Koniec świata: joginów ochronią trulli
Miasteczko Cisternino w Apulii na południu Włoch ma być oazą spokoju w obliczu paniki, jaka ogarnie świat w jego końcu. Schronienia przed apokalipsą szukają tam podążający za indyjskim joginem Babadżim, w którego wizji Cisternino jawiło się wybawieniem przed fatalnym 21 grudnia.
Mała miejscowość niedaleko Brindisi może przeżyć prawdziwe oblężenie. Już prawie wszystkie miejsca w hotelach są tam zarezerwowane na początek trzeciej dekady grudnia.

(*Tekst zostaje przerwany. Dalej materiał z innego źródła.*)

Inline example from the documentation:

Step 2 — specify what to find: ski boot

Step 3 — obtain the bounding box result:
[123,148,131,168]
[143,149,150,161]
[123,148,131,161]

To wszystko za sprawą ustnie przekazywanej legendy, w którą uwierzyli wyznawcy Babadżiego, szukający całkiem serio schronienia przed końcem świata.
Bezpieczne trulli
W kreowaniu takiego wizerunku miejscowości pomaga również jej niezwykła sceneria. Znajdują się tam tzw. trulli, czyli malownicze okrągłe domki ze stożkowatymi dachami z kamienia, występujące w kilku miejscowościach Apulii. Jest tam również mała szkoła (aśrama) uczniów mistrza medytacji, mieszcząca jedynie 200 osób.
Władze w gotowości
Dumne ze sławy miasteczka są władze Cisternino. - Miło mi, że na całym świecie mówi się o nas pozytywnie, jako o miejscu, gdzie można się uratować - powiedział żartobliwie burmistrz Donato Baccaro.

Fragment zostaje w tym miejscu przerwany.